Yamuna turned to look at her. ‘Yes. Next Friday. Be here at nine sharp.’ Yamuna would wake up early that day to prepare a breakfast of puri, bhaji, raita and kheer that would be served to Pushpa, so that Yamuna’s husband would gain merit in the afterlife. After the meal, Pushpa would be given twenty rupees and a new blanket.
‘I’ll be on time,’ Pushpa said.
Through with the methi, Yamuna wrapped the newspaper around the leaves.
‘Is it lunchtime already?’ Pushpa said, as Raju passed by carrying a stack of plates and bowls.
Yamuna turned to see. ‘Hmm, must be one o’clock.’
Pushpa waited for a minute, then said, ‘I think I’ll go.’ She gathered her bag, slipped on her chappals and got up. ‘My Puranmashi dakshina?’ she asked, wrapping the maroon shawl around her.
‘Yes.’ Yamuna patted the front of her blouse. Locating a tenner and two fivers folded in it, she took them out. Since Meera had already given her five rupees, she had made up her mind to give only another fifteen to Pushpa instead of the usual twenty. But at the last minute she decided against it. ‘Here.’ She handed her all three notes.
Pushpa put her palms together. ‘Namaste.’
Yamuna watched Pushpa’s shawled back recede, her lizard of a plait hanging over it. It was perhaps Pushpa’s kismat that she be poor, have the husband she had, that her friends become her patrons, rich women with cars and bungalows who held her in disdain. In her next life, she hoped, her friend would start a new account. The latch clicked into place. Pushpa’s shrivelled face appeared above it. Then she turned and left.

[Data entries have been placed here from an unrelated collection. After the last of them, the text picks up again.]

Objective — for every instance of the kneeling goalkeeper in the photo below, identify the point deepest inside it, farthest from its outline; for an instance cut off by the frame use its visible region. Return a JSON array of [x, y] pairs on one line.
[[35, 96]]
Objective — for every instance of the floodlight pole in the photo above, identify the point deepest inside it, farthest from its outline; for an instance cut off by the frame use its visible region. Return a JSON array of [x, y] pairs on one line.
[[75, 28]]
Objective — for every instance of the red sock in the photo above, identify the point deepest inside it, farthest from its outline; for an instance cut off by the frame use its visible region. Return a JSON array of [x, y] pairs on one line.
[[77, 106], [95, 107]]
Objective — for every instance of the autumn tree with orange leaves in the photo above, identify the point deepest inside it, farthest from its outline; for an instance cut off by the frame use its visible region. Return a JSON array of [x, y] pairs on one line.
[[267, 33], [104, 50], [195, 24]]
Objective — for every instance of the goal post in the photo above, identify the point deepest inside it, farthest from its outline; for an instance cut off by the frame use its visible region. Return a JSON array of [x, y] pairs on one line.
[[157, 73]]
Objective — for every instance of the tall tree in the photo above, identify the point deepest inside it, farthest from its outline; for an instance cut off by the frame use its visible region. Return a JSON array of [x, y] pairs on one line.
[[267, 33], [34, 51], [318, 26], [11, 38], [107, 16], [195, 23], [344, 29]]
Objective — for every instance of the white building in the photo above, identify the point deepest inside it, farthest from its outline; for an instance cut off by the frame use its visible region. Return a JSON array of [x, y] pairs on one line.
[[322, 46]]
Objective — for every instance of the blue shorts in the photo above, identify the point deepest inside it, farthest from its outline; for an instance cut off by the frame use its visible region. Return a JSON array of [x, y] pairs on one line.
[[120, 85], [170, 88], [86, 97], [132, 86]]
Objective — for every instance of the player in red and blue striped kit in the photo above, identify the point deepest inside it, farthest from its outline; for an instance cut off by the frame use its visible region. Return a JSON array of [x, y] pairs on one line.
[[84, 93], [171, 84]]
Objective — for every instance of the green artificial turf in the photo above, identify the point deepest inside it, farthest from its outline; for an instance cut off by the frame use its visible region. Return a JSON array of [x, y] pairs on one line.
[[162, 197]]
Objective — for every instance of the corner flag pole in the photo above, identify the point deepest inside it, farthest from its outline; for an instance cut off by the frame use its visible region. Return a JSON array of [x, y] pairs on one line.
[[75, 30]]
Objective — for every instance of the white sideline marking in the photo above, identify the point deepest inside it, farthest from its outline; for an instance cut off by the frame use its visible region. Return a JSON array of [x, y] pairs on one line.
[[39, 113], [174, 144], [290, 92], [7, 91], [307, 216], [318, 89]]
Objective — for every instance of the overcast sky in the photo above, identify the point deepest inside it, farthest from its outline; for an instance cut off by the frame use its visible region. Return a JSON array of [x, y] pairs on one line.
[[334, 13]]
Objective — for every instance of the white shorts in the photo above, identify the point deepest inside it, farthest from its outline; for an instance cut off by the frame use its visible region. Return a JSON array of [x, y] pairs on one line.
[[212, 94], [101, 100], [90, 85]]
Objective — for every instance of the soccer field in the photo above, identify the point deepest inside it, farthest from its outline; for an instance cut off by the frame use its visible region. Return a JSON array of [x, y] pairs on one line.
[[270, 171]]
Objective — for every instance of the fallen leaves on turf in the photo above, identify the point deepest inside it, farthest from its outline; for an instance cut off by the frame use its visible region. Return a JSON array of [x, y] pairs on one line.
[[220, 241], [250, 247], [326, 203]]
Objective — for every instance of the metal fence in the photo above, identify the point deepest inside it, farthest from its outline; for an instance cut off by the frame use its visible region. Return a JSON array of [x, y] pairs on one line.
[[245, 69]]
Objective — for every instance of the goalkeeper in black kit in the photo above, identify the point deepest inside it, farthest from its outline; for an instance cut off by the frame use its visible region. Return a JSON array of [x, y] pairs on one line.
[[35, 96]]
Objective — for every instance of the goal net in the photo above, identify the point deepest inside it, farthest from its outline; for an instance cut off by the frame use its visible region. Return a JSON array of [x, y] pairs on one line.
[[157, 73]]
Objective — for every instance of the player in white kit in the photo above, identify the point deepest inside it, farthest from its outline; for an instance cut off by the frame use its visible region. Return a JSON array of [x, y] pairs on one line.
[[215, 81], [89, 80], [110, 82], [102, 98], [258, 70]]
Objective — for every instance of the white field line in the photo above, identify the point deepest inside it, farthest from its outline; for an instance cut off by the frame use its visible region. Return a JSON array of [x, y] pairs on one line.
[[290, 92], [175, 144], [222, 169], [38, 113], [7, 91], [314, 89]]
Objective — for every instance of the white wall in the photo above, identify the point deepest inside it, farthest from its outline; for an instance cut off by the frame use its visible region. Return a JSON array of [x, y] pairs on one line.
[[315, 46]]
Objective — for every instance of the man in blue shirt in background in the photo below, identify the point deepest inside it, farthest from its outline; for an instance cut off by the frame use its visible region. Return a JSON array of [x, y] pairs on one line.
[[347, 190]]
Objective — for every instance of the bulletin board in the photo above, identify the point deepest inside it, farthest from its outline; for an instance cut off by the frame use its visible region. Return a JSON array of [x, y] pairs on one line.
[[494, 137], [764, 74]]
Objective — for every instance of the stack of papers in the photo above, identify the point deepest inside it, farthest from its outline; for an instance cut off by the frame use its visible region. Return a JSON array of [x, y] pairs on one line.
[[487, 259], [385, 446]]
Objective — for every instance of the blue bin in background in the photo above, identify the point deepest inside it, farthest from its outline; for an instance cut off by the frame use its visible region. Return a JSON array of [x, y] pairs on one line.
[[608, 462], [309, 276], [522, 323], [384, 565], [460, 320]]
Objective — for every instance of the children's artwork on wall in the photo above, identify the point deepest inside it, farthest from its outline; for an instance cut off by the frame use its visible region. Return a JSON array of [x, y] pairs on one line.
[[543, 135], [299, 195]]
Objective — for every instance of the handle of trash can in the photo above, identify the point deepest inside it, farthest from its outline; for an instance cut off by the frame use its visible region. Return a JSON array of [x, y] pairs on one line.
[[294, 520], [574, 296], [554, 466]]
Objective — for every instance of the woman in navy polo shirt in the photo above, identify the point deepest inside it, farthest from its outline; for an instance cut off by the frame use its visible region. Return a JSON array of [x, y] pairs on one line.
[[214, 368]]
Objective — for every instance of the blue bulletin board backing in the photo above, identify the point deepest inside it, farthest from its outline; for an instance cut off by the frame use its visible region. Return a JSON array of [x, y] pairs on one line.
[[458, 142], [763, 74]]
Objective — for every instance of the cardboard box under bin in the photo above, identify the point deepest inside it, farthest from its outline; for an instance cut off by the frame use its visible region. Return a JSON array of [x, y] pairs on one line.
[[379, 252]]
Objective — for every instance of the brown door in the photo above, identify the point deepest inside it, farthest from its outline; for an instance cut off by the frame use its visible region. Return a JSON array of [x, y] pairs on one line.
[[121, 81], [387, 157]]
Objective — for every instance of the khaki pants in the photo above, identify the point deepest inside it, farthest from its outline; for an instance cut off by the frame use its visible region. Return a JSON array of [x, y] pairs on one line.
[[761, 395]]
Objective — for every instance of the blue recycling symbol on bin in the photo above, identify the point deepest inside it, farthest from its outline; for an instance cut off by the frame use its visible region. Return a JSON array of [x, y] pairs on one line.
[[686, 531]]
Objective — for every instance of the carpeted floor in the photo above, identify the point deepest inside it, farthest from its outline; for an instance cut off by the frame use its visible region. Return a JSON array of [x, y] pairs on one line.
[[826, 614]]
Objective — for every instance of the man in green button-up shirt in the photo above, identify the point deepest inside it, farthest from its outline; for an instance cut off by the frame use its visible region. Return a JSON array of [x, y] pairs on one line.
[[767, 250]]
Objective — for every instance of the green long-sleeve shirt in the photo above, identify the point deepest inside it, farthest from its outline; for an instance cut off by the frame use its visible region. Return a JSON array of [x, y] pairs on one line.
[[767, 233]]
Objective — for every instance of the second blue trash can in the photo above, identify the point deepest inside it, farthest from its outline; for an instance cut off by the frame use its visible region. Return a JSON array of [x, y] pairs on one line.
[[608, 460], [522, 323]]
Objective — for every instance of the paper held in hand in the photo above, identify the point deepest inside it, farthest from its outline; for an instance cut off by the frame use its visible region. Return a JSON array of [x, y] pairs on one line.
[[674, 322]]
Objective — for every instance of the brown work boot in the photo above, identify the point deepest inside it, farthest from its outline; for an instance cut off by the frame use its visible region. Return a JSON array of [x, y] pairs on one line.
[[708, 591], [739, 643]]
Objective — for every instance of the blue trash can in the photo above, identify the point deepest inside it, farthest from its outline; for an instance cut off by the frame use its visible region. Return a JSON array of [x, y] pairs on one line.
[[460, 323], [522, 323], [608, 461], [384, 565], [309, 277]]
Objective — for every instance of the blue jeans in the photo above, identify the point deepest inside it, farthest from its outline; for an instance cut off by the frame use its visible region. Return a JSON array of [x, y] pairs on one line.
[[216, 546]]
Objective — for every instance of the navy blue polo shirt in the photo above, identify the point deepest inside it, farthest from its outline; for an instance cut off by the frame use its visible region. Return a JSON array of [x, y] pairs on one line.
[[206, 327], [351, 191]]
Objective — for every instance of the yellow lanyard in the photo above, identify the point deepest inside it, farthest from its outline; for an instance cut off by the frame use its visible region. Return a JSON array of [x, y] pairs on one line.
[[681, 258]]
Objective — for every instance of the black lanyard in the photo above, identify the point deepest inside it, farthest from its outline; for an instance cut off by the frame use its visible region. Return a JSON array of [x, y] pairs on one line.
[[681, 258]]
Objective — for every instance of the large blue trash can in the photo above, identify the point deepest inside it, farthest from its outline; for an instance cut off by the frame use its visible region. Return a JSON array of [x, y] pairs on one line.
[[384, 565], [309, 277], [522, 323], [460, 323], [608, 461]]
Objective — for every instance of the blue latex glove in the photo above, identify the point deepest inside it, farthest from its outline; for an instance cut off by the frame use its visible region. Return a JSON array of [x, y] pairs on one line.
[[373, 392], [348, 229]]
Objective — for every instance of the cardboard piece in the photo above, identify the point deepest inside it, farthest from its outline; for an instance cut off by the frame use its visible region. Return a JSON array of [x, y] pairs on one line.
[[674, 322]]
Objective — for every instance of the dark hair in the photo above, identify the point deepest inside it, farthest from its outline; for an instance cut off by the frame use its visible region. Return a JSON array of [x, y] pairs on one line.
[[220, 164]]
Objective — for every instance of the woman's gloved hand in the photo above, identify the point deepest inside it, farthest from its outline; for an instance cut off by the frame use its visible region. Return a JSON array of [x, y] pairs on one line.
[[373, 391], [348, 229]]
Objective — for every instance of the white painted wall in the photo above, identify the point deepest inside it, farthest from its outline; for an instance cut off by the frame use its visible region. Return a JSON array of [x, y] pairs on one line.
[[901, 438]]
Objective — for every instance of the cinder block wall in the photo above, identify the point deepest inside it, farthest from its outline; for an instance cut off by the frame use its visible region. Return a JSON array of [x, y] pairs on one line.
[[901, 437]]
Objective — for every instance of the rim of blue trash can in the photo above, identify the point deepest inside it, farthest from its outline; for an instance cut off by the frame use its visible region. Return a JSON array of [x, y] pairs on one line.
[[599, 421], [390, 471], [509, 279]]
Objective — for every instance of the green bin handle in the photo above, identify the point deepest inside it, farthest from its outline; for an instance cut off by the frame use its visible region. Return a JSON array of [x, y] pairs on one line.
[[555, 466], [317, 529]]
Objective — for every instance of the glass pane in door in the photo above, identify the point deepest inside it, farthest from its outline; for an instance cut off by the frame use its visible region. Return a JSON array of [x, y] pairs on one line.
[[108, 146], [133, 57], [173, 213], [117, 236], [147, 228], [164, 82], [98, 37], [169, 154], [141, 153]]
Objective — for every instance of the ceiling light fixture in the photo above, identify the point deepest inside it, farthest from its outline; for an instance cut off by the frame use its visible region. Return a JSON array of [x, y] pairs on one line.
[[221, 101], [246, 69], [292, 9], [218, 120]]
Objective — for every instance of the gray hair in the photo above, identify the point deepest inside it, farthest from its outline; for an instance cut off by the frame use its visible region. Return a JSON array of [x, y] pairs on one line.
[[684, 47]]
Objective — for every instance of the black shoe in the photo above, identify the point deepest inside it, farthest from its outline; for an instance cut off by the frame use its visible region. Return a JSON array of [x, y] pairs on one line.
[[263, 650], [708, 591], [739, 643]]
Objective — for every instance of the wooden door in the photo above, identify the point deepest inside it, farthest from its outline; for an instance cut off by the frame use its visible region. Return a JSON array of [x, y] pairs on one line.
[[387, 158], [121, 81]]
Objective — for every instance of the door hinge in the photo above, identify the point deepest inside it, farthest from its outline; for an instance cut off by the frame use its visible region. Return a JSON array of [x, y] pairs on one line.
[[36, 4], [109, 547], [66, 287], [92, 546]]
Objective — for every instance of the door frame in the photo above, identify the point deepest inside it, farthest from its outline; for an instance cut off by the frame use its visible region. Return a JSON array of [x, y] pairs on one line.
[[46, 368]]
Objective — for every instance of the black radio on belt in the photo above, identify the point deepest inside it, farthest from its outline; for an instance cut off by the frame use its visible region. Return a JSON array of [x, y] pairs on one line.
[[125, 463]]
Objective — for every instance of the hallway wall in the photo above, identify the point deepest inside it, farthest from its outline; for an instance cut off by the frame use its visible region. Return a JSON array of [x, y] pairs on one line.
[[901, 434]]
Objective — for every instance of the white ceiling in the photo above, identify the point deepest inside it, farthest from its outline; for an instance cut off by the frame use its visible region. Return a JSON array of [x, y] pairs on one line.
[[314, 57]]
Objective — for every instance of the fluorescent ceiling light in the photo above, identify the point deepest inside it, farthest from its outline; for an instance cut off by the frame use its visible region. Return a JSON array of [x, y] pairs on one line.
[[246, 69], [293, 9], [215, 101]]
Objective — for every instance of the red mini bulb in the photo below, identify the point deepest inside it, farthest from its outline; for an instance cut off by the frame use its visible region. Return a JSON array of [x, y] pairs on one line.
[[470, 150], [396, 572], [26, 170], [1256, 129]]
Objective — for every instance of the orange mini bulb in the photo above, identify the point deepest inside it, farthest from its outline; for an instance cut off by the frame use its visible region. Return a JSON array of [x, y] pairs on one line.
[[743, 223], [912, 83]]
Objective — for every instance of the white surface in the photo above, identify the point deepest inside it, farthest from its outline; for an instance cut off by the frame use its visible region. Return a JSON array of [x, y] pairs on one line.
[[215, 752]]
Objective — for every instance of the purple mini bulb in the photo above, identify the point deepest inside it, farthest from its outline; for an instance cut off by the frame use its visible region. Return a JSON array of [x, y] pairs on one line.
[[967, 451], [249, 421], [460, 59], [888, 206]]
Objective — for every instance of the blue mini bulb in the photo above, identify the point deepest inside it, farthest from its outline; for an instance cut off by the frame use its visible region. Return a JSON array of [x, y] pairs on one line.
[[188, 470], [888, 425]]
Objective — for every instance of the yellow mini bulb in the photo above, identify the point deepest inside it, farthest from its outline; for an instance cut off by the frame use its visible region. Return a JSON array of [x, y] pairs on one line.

Yamuna sat there on the cot a while longer.
THE HOUSE HAD TWO gates. There was a large rust-coloured one, past which Mr Lamba could see nothing. It seemed like the entrance to the factory. A few metres ahead was a small white gate with a square grille at the top. Mr Lamba walked his scooter to the smaller gate and parked it. He peeked in through the grille. There was an oval, grassless lawn and a veranda with a pistachio Fiat parked on one side. He tried the doorbell, but the switch was stuck. Mr Lamba lifted the latch and went inside.
He knocked at the glass door. In the kitchen, to his left, a yellow fridge hummed loudly. There were two Campa Cola bottle magnets on the fridge.
A boy of eight or nine came to the door.
‘Is your father at home?’ Mr Lamba said.